Les conditions d’indemnisation intégrale de la victime d’un attentat par le FTGI

Publié le Modifié le 20/05/2016 Par Alicia MUSADI Vu 1 152 fois 0

L’indemnisation intégrale des dommages résultant d’une atteinte à la personne des victimes d’actes de terrorisme par le fonds de garantie des victimes d’actes de terrorisme et d’autres infractions ne peut être allouée aux victimes que si l’attentat a été commis sur le territoire national ou , lorsque cet attentat a été commis à l’étranger, si la victime possède la nationalité française.

Les conditions d’indemnisation intégrale de la victime d’un attentat par le FTGI

L’indemnisation intégrale des dommages résultant d’une atteinte à la personne des victimes d’actes de terrorisme par le fonds de garantie des victimes d’actes de terrorisme et d’autres infractions ne peut être allouée aux victimes que si l’attentat a été commis sur le territoire national ou, lorsque cet attentat a été commis à l’étranger, si la victime possède la nationalité française.

L’explosion d’un camion lors d’un attentat suicide commis en 2002 sur le territoire tunisien entraîne la mort de nombreuses personnes et occasionne des blessures pour d'autres.

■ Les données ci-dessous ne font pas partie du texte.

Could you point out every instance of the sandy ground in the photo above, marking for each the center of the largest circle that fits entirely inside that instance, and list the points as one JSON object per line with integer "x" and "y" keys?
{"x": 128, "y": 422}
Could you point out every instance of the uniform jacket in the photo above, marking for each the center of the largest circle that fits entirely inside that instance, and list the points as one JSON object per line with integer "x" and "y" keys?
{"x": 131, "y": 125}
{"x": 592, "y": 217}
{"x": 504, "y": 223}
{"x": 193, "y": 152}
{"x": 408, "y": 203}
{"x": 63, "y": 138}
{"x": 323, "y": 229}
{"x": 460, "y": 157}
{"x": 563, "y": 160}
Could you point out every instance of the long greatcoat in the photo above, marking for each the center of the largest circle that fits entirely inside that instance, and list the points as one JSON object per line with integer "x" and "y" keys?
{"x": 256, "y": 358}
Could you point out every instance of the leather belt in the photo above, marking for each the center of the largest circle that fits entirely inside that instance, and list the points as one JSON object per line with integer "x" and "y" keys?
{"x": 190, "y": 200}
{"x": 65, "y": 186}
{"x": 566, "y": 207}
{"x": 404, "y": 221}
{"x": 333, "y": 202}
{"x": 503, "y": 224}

Deux personnes impliquées dans cet attentat sont condamnées par la Cour d'assises spéciale de Paris pour complicité d'assassinats et complicité de tentatives d'assassinats ainsi que pour participation à un groupe terroriste, faits commis en France. Suite à ces condamnations, des victimes de nationalité allemande saisissent d’une demande d'indemnisation le fonds de garantie des victimes d'actes de terrorisme et d'autres infractions.

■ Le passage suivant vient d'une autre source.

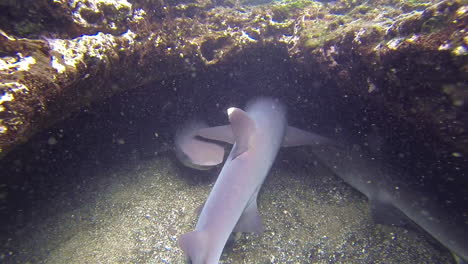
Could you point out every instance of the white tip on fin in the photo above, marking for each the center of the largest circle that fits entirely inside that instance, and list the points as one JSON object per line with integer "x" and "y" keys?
{"x": 194, "y": 246}
{"x": 242, "y": 128}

Le fonds de garantie des victimes d'actes de terrorisme et d'autres infractions refuse de procéder à leur indemnisation. Ces victimes de nationalité allemande l’assignent donc devant le tribunal de grande instance.

Par un arrêt en date du 19 décembre 2014, la Cour d’appel de Paris refuse de faire droit à leur demande d’indemnisation par le fond.

Les victimes forment donc un pourvoi devant la Cour de cassation. La Cour de cassation déboute les victimes au motif qu'il résulte des articles L. 126-1, L. 422-1 et R. 422-6 du code des assurances que le fond ne peut procéder à l’indemnisation des victimes que lorsque l’attentat a été commis en France ou si celui-ci a eu lieu à l’étranger, lorsque les victimes sont de nationalité française.

En l’espèce, le fond ne pouvait donc indemniser des victimes de nationalité allemandes, pour un attentat commis en Tunisie et ce, même si les auteurs de cet attentat avaient commis précédemment des actes de terrorisme en France, actes pour lesquels ils avaient été condamnés par une juridiction française.